Current location - Recipe Complete Network - Diet recipes - What shrimp lives at the bottom of the deep sea?
What shrimp lives at the bottom of the deep sea?
Decapoda is a large family of marine life. They are various and spread all over the world. The life habits of some shrimps are quite interesting.

There is a kind of decapod shrimp called clean shrimp, whose occupation is to remove impurities from fish and provide medical services. Clean shrimps not only eat parasites on the skin of big fish, but also get into the mouth of big fish to "brush their teeth" and eliminate the food and parasites left between their teeth. No matter how big the fish is, when invited to "cool off", they will obediently sway in the same place, which is very deferential. If a fish is too sick, it will attract hundreds of clean shrimps to "consult" it at the same time. Thanks to their hard work, fish grow healthier.

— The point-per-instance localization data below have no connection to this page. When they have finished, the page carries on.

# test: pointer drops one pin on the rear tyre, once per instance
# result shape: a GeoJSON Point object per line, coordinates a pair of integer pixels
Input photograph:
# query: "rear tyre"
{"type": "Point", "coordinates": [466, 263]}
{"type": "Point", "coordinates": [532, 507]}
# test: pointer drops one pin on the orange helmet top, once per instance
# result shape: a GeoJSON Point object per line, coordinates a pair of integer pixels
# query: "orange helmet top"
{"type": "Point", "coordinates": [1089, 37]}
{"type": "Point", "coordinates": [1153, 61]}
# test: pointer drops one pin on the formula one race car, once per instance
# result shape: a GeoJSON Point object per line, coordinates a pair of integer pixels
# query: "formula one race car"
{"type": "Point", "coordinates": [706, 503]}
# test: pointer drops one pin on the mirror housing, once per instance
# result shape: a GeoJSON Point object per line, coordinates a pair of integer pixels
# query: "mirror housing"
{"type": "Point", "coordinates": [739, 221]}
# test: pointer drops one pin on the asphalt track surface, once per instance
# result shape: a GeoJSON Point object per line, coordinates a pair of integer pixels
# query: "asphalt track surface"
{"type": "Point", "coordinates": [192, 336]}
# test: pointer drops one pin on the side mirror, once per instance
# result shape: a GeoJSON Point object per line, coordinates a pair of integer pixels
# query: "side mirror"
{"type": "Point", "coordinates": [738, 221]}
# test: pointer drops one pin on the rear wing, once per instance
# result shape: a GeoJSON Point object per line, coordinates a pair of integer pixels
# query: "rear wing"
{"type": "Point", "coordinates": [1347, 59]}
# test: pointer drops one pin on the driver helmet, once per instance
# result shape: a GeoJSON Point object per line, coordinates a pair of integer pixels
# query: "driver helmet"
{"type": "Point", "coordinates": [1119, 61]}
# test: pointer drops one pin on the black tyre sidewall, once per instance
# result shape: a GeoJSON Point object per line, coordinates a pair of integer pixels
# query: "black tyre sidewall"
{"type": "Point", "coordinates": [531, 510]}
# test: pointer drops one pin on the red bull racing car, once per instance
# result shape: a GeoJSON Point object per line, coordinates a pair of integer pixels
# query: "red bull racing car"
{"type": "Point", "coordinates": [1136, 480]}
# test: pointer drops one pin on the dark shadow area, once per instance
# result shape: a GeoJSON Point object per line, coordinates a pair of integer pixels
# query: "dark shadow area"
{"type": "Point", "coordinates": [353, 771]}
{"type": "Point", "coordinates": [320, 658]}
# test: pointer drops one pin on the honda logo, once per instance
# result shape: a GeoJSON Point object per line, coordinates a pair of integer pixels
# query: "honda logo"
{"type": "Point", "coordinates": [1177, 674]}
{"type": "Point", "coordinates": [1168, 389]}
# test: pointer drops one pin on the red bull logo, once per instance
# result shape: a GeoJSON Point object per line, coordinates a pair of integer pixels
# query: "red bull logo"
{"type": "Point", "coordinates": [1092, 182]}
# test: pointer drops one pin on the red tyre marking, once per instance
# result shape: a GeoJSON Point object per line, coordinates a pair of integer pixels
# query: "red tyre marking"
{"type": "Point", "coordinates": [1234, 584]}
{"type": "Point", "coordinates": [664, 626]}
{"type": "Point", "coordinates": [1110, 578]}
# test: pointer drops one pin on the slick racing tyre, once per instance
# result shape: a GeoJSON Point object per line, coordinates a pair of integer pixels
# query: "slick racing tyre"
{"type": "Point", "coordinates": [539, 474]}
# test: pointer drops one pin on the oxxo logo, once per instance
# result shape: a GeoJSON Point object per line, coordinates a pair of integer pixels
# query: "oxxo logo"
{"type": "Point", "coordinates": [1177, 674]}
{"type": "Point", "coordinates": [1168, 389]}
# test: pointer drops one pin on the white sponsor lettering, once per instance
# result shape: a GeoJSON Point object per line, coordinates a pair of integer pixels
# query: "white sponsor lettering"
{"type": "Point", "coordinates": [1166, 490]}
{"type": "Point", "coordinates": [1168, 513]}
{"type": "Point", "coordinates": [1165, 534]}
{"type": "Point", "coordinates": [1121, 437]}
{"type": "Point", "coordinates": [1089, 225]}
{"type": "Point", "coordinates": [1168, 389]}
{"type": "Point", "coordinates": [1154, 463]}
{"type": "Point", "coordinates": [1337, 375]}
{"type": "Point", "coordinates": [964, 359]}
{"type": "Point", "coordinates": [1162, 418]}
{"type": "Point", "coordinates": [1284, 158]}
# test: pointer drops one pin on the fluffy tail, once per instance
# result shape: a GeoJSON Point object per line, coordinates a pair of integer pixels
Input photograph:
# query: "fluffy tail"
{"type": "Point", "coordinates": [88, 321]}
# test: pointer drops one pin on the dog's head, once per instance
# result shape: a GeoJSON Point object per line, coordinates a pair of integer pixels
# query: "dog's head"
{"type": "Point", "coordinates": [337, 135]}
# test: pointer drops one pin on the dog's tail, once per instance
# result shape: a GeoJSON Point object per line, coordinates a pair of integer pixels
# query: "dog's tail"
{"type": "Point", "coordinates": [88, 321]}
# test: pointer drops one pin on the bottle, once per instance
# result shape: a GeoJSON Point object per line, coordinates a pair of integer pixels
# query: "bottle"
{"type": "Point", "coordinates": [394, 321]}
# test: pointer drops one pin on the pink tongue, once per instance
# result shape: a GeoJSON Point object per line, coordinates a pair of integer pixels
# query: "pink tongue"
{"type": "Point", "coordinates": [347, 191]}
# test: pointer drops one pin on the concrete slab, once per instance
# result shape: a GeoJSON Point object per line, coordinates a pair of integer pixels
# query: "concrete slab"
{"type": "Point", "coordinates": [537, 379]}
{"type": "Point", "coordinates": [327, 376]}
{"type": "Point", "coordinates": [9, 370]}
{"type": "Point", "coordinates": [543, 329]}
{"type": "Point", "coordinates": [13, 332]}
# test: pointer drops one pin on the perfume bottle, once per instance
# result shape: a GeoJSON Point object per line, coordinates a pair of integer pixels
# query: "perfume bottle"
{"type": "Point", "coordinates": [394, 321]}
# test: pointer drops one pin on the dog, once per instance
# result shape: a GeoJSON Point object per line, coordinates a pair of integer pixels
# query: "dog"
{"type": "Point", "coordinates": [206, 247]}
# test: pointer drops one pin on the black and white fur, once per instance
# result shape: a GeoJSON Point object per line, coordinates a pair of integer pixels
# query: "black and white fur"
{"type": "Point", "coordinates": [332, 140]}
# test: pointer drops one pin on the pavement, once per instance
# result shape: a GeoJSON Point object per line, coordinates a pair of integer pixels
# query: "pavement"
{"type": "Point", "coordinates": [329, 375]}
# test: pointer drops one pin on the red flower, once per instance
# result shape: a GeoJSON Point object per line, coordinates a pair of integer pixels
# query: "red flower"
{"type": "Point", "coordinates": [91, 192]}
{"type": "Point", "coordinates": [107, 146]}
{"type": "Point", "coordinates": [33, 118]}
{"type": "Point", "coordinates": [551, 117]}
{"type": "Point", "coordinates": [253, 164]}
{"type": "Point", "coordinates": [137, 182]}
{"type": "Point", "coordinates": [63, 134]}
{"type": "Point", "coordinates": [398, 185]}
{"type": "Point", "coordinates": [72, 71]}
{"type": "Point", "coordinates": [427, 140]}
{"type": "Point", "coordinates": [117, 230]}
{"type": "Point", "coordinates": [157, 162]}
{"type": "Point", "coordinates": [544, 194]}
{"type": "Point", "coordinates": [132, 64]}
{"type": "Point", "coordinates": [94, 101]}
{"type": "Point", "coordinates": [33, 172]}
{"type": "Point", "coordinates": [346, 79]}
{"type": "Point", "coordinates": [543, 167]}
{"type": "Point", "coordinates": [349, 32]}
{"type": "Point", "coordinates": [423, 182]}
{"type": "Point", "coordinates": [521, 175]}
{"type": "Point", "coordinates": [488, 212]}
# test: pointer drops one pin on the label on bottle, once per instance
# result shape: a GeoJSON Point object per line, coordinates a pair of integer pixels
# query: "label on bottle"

Rock shrimp is also a kind of decapod shrimp. Much lazier than clean shrimp. Don't say that you don't do something for other animals, and you don't even have a fixed place to live. It always likes to keep company with those parasitic animals and stay with them. In order to adapt to this parasitic life, rock shrimp has gorgeous spots on its appearance and its body color is also very changeable. Like the gentle seabed rocks in the Mediterranean, anemones are covered, and anemones are natural hiding places for sagittal shrimp and amethyst shrimp. Rock shrimps always snuggle up next to anemones named Pulsatilla, as close as brothers.

Clean shrimp

Commonly known as: mint shrimp Caribbean cleaning shrimp coral reef shrimp

English name: Lysmata wurdemanni

Scientific name: Lysmata amboinensis

Species: Arthropods, Lepidoptera, Decapoda, Algae and Shrimp.

Origin: Pacific Ocean

Water temperature: 20 ~ 26℃

Food: omnivore

Temperament: gentleness

Body length: 6cm

Distribution: Caribbean Sea

Hong Kong is called Doctor Shrimp, also called Indian Ocean White Striped Clean Shrimp and Red Clean Shrimp. The two bright red stripes on the back are in sharp contrast with the white stripes in the middle. There are two kinds of clean shrimp, one with white spots on its tail and the other without. Clean shrimp is a common shrimp in aquarium. Often appear in groups, clean shrimp will set up a cleaning station on coral reefs or stones, waiting for the fish to get close to cleaning. Whether in the aquarium or in the wild, it will eat parasites or dead skin on these fish, which will also help reduce diseases and infections of fish. Many fish are satisfied with the service of cleaning shrimp, and even allow them to clean in their mouths without hurting them.